Во дворе особнячка на 4-й роте третий день подряд, лишь ненадолго отлетая к ближайшей помойке, сидела на вершине клёна ворона. Третий день у парадной двери суетились люди в касках и бронежилетах – сегодня они выносили к служебному автобусу коробки и опутанные проводами приборы. Один боец, загрузив в салон коробку, встал рядом с шофёром, закурил.
– Главный у них – пацан совсем, – сказал. – С виду – рахитос заторканный. Такой о воду порежется. Но матёрый. Погремуха смешная – Сара. С хохотком. И как только с такой погремухой в папы вышел? Дела…
– Прыткий, – поддержал разговор шофёр. – Видать, семимесячным родился.

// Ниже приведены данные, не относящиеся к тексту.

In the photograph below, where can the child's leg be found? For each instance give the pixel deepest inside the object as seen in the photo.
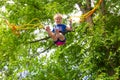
(51, 34)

– Хоть матёрый, а не ушёл.
– Это который? Что под шиза косит?
– Ну да. Руками машет, скачет козлом и каркает: кра-кра. Ничего, приведут в чувство – и не таким мозги вправляли.Ворона думала по-русски: «Каюк. Хвост, стало быть, отбросили. Всё-таки тюрьма. Заперт… Забыть и видеть человечьи сны? Или – к Кузнечному? Когда-нибудь его потянет отобедать у таджика…»
МЕШОК СВЕТА
Смогу ли я всерьёз прельститься
Удобством тёплого гнезда,
Когда всю жизнь в глазах троится
Любви коварная звезда?!
Владимир Муханкин, серийный убийца
Письмо было заказное, с уведомлением о вручении. Отпустив почтальона, Никодимов вскрыл конверт и обнаружил в нём открытку с серебристым оттиском на лицевой стороне: «Евгению Услистому – 50». Печать открытки, и это бросалось в глаза, отличалась отменным качеством: не конторский цветной принтер – солидная полиграфия. Скромно и дорого. Фоном для оттиска служил вид Петергофского парка с шарообразными кустами вдоль дорожки и Большим дворцом в перспективе, что Никодимова озадачило – Женя Услистый был москвич. Впрочем, они не виделись лет десять – за это время можно успеть дважды составить состояние и дважды разориться, уйти с сектантами в тайгу и вернуться, поменять пол и пожалеть о случившемся, что уж говорить о том, чтобы, подхваченному свежим поветрием, перенестись из почерневшей Москвы в хрустальный СПб. Хотя некоторые слухи о состоянии дел Услистого окольными путями всё же доходили до Никодимова через неизменно более сведущих в этой области общих знакомых. Есть такое племя, вроде мушиного, – переносчики сведений. Его представители отличаются необычайной компетентностью по части новостей о текущих событиях незначительного масштаба. Сам Никодимов к этому племени не принадлежал, и именно поэтому, как хотелось ему думать, в нём по-прежнему оставалось место несовершенству – родовой черте, делавшей его похожим на человека.